TL;DR

Multiple independent datasets indicate many Single-Page Applications (SPAs) produce very few client-side view transitions per full page load. If average session depth is indeed this low, the core performance trade that justifies SPAs—paying up-front JavaScript costs to speed follow-up interactions—may be valid for far fewer sites than commonly assumed.

What happened

Alex Russell reports that several web-performance datasets, including the RUM Archive and early analysis of Chrome’s Soft Navigations Origin Trial, converge on a surprising result: sites built as SPAs appear to generate only about one soft navigation for every hard page load. That ratio, if representative, undermines the traditional SPA argument that extra up-front JavaScript is amortized across many in-session interactions. Russell frames the problem with a simple session-amortized latency model: average interaction latency equals initial navigation latency plus the sum of subsequent interaction latencies divided by the number of interactions. He sketches how broad adoption of React-style toolchains shipped large amounts of client-side code into the critical path, and how progressive enhancement once limited that exposure. Platform gaps (notably long-standing restrictions from one major vendor) pushed many developers toward heavier client-side architectures. The article calls out two open questions: whether the distribution of session depths invalidates the average, and whether measurement blind spots hide a substantial number of in-page updates.

Why it matters

  • Development teams routinely choose SPA toolchains; if sessions are shallow, their up-front costs may not be justified for many sites.
  • Large client-side bundles increase initial load latency for all users, and regressions can be introduced by any team member's changes.
  • Performance variance and long tails (P75+) impact accessibility, reliability, and equity; mistaken architecture choices worsen these outcomes.
  • If common analytics miss many in-page updates, current metrics could be misleading, affecting product decisions and optimization priorities.

Key facts

  • Multiple independent sources—the RUM Archive and Chrome Soft Navigations Origin Trial analysis—report low soft-nav to hard-load ratios for SPAs.
  • The observed average suggests roughly one soft navigation per full page load on many SPA-built sites.
  • The SPA trade-off: more up-front JavaScript to make follow-up interactions feel faster; session depth (N) determines the amortized benefit.
  • Russell presents a session-weighted latency formula to reason about the costs and benefits of client-side routing and interactions.
  • Widespread adoption of React-oriented toolchains has led to large critical-path bundles being sent to clients by default.
  • Progressive enhancement previously kept server-side UI logic primary and layered JavaScript incrementally; that approach is less common now.
  • Persistent platform gaps—cited as long-term constraints from a major browser vendor—have driven some application classes toward heavy client-side code.
  • Specialized remediation roles and teams have emerged to deal with performance regressions introduced by SPA architectures.

What to watch next

  • Further analysis of session-depth distributions to determine whether a low average hides a long-tail of deep sessions.
  • Efforts to quantify how many in-page, server-synchronised view updates are not captured by soft-navigation metrics.
  • The practical impacts of features like Service Workers, Multi-Page View Transitions, and Speculation Rules on the SPA trade-off.

Quick glossary

  • Single-Page Application (SPA): A web app architecture that loads a single HTML page and dynamically updates the view using client-side JavaScript without full page reloads.
  • Soft navigation: A client-side view transition (route change) handled without a full, hard page reload; often tracked to measure SPA interactions.
  • Hard navigation: A full page load initiated by the browser, typically involving fetching a new document from the server.
  • Progressive enhancement: A development approach that builds core functionality on server-rendered HTML and layers JavaScript enhancements on top.
  • RUM (Real User Monitoring): A method of collecting performance data from actual user sessions in production to understand real-world behavior.

Reader FAQ

Do the datasets prove SPAs are a bad choice for all sites?
Not confirmed in the source; the article argues that if average session depth is low, many SPA trade-offs may not pay off, but it also notes distributional uncertainties.

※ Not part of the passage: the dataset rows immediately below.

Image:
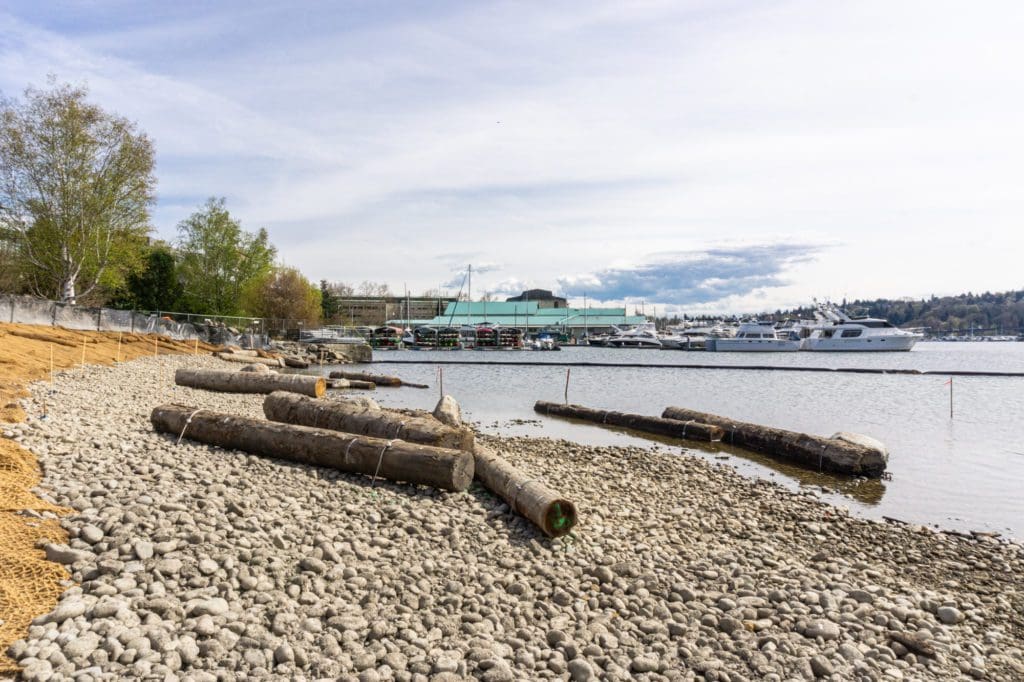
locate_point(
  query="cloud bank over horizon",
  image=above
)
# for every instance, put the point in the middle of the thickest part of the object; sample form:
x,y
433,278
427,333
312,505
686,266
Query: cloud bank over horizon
x,y
551,145
695,278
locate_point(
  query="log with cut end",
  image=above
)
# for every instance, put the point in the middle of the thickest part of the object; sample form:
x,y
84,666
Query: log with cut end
x,y
837,455
379,379
249,359
341,416
691,430
250,382
394,460
525,495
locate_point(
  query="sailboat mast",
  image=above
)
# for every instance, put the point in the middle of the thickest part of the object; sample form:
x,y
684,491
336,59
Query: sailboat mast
x,y
586,328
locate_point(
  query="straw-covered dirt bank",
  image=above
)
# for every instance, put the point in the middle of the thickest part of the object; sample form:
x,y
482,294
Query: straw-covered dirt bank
x,y
205,564
29,584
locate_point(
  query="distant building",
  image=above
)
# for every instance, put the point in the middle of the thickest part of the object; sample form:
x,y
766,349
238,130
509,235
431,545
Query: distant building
x,y
375,310
527,315
543,298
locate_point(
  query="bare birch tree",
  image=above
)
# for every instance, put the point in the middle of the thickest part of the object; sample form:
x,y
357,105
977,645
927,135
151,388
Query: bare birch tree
x,y
76,186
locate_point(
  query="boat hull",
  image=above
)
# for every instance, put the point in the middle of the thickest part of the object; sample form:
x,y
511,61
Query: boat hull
x,y
755,345
876,344
634,343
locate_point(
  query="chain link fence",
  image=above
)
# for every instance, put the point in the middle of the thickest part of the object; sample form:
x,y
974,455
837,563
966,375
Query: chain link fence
x,y
246,332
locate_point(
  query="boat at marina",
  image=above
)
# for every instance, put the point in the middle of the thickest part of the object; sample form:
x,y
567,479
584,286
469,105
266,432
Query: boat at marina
x,y
641,336
841,332
758,337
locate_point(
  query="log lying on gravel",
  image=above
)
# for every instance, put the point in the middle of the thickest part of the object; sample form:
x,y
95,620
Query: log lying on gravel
x,y
667,427
393,460
836,455
250,382
525,495
341,416
249,359
379,379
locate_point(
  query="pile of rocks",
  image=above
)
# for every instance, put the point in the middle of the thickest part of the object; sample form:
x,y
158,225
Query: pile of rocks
x,y
326,353
200,563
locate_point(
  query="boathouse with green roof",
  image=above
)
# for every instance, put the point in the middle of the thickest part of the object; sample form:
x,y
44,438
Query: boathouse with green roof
x,y
527,315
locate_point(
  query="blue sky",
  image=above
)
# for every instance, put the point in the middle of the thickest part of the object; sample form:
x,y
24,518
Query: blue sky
x,y
698,156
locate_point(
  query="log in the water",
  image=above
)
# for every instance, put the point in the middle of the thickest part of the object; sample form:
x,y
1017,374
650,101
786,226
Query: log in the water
x,y
250,382
249,359
351,383
341,416
667,427
379,379
809,451
393,460
525,495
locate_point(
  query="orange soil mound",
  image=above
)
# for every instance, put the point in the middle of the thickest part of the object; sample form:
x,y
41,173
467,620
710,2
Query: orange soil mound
x,y
31,586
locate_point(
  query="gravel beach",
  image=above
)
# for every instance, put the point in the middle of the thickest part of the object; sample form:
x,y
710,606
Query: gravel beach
x,y
197,563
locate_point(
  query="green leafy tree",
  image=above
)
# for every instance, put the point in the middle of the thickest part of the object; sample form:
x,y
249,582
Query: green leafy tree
x,y
76,187
330,306
284,294
157,286
218,261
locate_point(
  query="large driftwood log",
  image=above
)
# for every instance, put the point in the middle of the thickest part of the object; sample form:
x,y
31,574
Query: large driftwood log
x,y
393,460
249,359
379,379
250,382
341,416
813,452
525,495
667,427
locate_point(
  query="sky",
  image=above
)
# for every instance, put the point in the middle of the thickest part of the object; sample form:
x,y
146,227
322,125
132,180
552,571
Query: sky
x,y
695,157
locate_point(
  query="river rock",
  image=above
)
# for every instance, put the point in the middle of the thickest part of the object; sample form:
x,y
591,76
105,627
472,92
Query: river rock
x,y
448,412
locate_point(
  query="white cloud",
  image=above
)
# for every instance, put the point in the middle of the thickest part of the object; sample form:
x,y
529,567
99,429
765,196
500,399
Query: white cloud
x,y
579,139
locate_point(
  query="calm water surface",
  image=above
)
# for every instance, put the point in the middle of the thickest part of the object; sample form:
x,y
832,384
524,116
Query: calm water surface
x,y
964,473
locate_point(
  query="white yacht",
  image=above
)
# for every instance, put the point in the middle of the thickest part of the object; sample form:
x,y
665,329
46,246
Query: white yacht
x,y
860,334
641,336
758,337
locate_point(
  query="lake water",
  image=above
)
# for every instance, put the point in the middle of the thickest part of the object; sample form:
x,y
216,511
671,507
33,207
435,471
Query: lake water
x,y
963,473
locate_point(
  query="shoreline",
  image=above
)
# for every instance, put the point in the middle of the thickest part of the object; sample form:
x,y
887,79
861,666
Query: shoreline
x,y
30,584
194,560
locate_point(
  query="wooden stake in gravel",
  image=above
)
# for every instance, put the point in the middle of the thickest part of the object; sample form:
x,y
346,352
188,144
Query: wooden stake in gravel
x,y
343,416
525,495
394,460
250,382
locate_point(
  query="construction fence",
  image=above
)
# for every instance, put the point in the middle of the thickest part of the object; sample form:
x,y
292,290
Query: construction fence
x,y
247,332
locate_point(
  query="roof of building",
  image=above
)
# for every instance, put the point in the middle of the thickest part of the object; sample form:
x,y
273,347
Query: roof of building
x,y
518,314
536,295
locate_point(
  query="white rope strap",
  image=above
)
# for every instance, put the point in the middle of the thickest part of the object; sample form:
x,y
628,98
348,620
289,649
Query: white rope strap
x,y
518,488
379,461
187,422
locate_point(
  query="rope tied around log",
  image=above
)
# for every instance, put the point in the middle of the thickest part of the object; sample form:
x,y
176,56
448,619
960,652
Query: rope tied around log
x,y
518,488
316,415
379,461
187,422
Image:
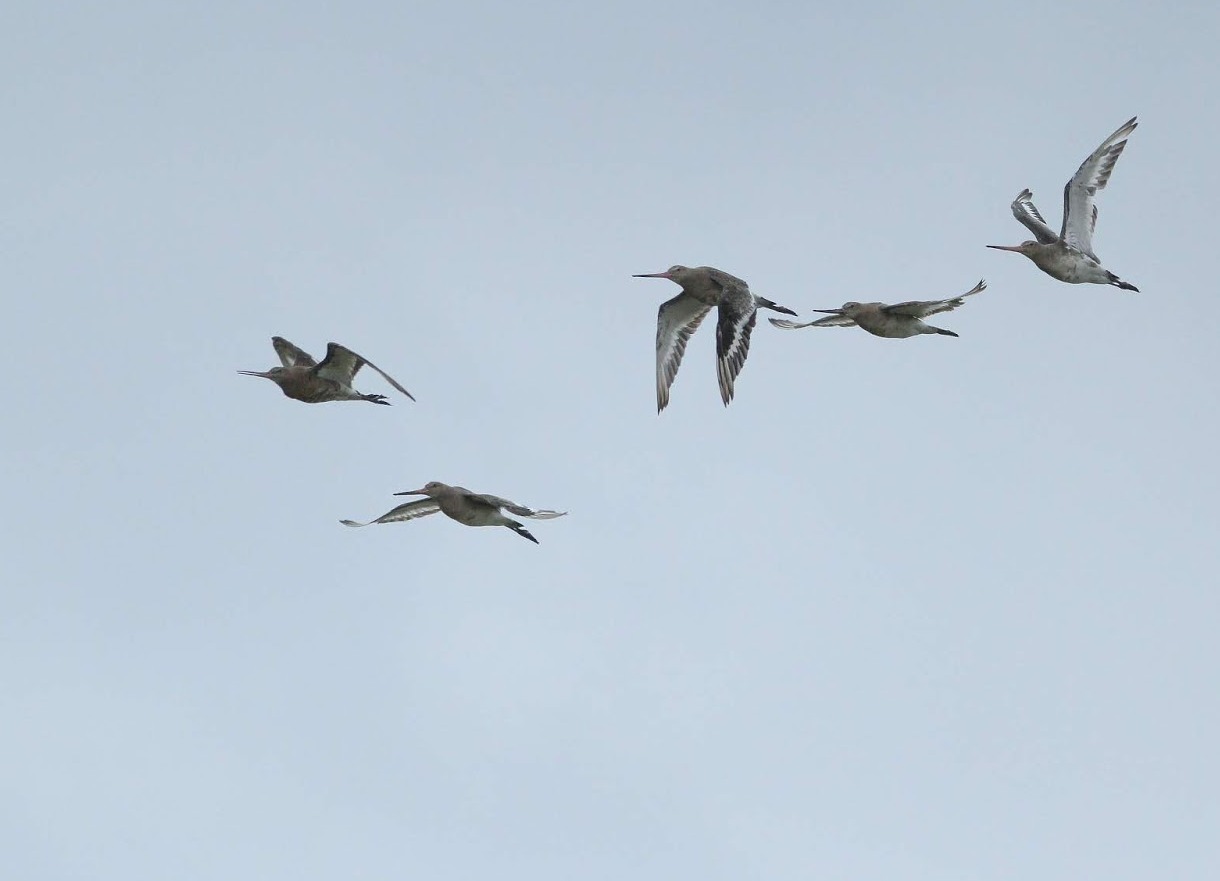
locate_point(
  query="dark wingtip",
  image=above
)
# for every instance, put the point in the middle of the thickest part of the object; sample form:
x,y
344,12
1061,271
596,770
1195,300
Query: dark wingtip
x,y
525,533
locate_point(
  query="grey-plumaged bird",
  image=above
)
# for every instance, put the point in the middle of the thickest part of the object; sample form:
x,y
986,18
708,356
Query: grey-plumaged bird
x,y
1069,256
898,321
465,507
704,287
303,378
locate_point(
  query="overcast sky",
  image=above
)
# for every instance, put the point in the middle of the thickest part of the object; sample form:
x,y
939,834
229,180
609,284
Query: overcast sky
x,y
907,609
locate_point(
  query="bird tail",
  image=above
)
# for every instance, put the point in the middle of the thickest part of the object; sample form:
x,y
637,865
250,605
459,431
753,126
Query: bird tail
x,y
521,531
774,306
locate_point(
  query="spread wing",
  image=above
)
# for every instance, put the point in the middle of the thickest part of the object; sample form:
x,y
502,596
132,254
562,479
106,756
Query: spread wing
x,y
520,510
1024,210
921,309
342,365
737,316
1080,212
292,355
828,321
676,320
409,510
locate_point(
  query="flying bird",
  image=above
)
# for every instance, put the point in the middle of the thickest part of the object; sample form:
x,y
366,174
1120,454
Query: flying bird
x,y
465,507
704,287
1069,256
898,321
303,378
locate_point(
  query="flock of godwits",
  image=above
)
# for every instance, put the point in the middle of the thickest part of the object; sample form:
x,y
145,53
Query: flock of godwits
x,y
1068,256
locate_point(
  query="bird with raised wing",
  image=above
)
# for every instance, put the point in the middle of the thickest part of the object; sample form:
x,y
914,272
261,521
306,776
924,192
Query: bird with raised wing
x,y
898,321
467,508
303,378
704,287
1069,256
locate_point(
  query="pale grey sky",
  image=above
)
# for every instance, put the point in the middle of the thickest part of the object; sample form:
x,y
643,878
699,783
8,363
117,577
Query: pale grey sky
x,y
907,609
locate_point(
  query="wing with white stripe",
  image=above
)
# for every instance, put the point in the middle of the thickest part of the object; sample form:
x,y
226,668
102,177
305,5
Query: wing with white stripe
x,y
1080,212
676,320
1024,210
737,316
409,510
921,309
520,510
828,321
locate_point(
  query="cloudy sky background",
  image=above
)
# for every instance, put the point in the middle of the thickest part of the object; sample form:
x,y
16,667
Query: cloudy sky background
x,y
908,609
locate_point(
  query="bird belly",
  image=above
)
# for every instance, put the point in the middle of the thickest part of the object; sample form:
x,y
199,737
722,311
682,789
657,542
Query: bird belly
x,y
888,327
1069,265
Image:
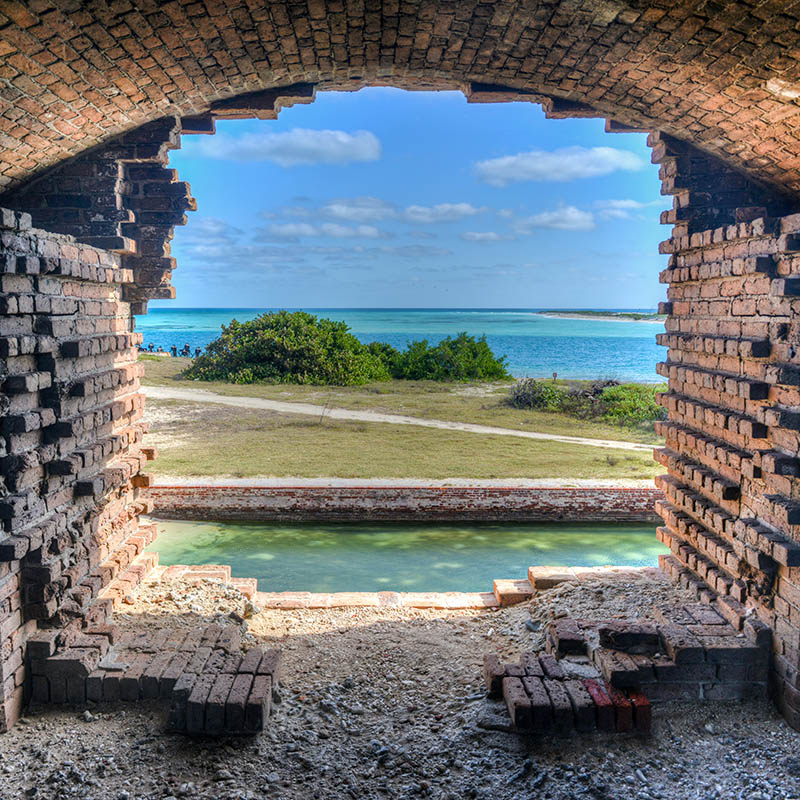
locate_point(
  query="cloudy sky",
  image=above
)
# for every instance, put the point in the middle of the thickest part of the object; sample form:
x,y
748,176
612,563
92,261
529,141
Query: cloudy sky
x,y
384,198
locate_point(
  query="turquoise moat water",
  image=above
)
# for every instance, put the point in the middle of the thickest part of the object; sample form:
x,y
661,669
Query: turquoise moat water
x,y
535,345
338,557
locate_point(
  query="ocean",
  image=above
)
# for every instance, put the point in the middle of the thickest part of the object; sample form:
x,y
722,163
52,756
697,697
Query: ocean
x,y
534,345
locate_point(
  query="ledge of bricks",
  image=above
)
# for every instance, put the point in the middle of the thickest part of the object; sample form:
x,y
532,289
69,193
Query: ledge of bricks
x,y
604,675
211,686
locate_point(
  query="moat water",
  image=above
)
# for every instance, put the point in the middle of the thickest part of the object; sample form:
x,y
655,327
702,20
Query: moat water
x,y
337,557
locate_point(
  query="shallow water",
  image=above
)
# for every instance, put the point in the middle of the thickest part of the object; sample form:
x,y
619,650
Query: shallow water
x,y
534,344
338,557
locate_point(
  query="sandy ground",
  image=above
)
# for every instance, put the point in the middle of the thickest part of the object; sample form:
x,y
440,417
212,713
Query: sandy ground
x,y
388,703
202,396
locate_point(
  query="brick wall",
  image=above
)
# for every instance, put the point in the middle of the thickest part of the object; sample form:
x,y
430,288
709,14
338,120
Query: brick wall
x,y
70,449
732,495
406,503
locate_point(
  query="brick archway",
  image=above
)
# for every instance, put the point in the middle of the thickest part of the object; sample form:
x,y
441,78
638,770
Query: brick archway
x,y
92,101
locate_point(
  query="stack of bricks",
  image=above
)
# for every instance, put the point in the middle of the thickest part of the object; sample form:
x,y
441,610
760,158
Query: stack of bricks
x,y
731,511
604,675
71,455
119,197
211,686
547,696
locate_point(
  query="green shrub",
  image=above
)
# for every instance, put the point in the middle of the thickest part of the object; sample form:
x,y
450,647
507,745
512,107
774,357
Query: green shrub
x,y
463,358
631,403
297,347
533,394
284,347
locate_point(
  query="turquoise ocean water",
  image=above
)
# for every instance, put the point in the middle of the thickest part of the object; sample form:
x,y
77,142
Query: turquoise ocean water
x,y
534,344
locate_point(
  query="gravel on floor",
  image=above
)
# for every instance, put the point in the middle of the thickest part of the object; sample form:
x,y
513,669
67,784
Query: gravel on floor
x,y
388,703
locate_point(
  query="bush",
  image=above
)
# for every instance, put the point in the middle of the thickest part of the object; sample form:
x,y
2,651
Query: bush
x,y
625,404
297,347
463,358
284,347
630,403
533,394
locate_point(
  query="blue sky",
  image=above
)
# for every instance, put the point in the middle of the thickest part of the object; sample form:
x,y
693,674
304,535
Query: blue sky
x,y
385,198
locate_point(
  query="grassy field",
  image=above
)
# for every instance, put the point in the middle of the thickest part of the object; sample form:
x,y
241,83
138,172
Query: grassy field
x,y
204,440
477,403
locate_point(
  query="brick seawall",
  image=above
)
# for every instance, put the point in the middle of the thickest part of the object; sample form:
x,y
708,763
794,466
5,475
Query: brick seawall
x,y
584,504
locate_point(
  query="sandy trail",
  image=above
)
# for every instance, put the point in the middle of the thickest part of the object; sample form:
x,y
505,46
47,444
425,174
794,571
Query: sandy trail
x,y
202,396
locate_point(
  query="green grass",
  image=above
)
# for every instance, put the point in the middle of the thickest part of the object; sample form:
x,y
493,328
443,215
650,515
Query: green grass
x,y
204,440
479,403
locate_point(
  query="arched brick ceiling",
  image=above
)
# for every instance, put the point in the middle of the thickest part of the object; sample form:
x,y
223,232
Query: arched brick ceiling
x,y
725,75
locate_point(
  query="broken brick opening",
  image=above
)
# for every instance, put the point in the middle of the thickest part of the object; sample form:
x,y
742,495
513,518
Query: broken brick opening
x,y
85,244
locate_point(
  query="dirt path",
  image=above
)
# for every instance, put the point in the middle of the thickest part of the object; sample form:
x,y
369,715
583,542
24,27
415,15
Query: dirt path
x,y
202,396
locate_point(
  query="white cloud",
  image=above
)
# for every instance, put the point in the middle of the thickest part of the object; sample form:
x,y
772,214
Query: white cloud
x,y
293,231
563,164
210,230
359,209
484,236
299,146
410,251
564,218
623,209
443,212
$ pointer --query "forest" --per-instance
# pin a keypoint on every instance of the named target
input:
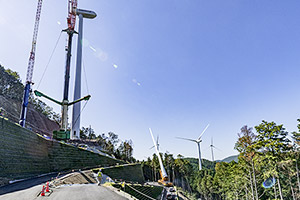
(267, 168)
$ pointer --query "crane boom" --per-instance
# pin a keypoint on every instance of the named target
(30, 65)
(162, 169)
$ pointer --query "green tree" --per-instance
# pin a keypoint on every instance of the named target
(271, 143)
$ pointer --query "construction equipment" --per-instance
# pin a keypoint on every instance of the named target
(30, 65)
(64, 133)
(163, 174)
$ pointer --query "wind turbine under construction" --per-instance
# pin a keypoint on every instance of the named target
(198, 141)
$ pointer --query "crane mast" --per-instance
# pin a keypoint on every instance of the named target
(72, 6)
(30, 65)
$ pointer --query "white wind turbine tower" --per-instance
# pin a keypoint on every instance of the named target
(211, 148)
(198, 141)
(157, 143)
(212, 151)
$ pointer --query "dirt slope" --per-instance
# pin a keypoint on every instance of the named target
(36, 121)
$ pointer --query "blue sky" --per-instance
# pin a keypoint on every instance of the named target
(172, 65)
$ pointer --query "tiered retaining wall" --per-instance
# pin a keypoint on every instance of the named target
(25, 154)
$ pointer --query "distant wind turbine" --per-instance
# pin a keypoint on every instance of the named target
(157, 144)
(198, 141)
(211, 148)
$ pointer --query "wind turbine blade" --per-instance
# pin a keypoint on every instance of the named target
(203, 132)
(187, 139)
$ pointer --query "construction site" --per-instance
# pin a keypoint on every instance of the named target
(39, 159)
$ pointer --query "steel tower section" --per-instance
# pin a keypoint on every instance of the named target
(75, 132)
(30, 65)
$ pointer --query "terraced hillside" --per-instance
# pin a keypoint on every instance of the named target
(25, 154)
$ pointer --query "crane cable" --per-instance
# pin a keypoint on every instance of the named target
(49, 60)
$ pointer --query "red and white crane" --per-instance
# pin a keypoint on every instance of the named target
(30, 65)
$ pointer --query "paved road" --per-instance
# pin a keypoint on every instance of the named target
(73, 192)
(25, 184)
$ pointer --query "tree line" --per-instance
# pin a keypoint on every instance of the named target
(266, 156)
(110, 144)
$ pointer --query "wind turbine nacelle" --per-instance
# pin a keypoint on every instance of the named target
(86, 13)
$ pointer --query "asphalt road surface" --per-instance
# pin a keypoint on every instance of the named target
(72, 192)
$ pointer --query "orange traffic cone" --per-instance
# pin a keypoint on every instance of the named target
(47, 187)
(43, 191)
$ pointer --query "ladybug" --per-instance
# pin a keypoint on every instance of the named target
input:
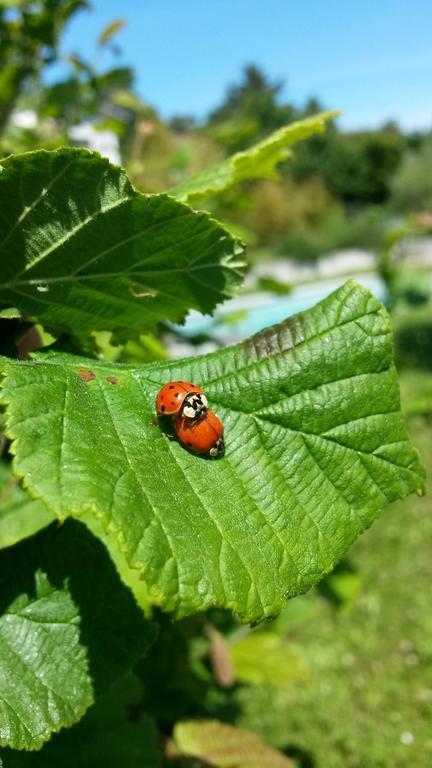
(204, 435)
(181, 398)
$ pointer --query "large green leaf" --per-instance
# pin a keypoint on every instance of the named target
(20, 515)
(259, 161)
(107, 736)
(315, 447)
(68, 628)
(81, 250)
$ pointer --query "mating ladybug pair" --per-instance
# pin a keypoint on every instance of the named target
(197, 428)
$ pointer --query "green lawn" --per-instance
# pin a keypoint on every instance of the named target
(368, 699)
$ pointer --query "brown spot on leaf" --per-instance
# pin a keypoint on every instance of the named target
(85, 375)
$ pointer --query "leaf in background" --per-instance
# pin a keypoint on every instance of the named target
(104, 737)
(264, 658)
(81, 250)
(110, 31)
(20, 515)
(257, 162)
(315, 447)
(223, 746)
(68, 628)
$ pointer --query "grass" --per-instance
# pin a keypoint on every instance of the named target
(367, 643)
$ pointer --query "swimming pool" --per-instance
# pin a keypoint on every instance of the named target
(259, 310)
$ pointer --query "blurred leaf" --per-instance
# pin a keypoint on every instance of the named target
(68, 628)
(81, 250)
(20, 515)
(110, 31)
(259, 161)
(264, 658)
(223, 746)
(10, 313)
(315, 447)
(269, 283)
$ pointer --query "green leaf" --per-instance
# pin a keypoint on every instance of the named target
(81, 250)
(106, 737)
(315, 447)
(20, 515)
(222, 746)
(264, 658)
(68, 628)
(257, 162)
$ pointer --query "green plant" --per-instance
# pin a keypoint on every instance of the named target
(316, 446)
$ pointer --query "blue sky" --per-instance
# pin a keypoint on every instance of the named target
(370, 58)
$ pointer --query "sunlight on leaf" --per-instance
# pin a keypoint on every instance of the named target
(81, 250)
(257, 162)
(315, 448)
(61, 642)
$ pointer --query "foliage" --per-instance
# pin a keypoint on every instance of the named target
(292, 444)
(29, 39)
(60, 643)
(371, 662)
(315, 442)
(78, 240)
(412, 184)
(259, 161)
(222, 746)
(20, 515)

Which datasets are reporting the shallow-session signal?
The RUM Archive and early analysis of Chrome’s Soft Navigations Origin Trial are cited as agreeing on the low soft-nav counts.

Could analytics be missing interactions that would change the conclusion?
The article raises that possibility: some in-page updates may not be tracked as soft navigations and could represent ‘dark matter’ in measurements.

Should teams stop using SPA frameworks immediately?
Not confirmed in the source; the piece suggests the decision should be re-evaluated in light of session-depth data and the specific application’s interaction patterns.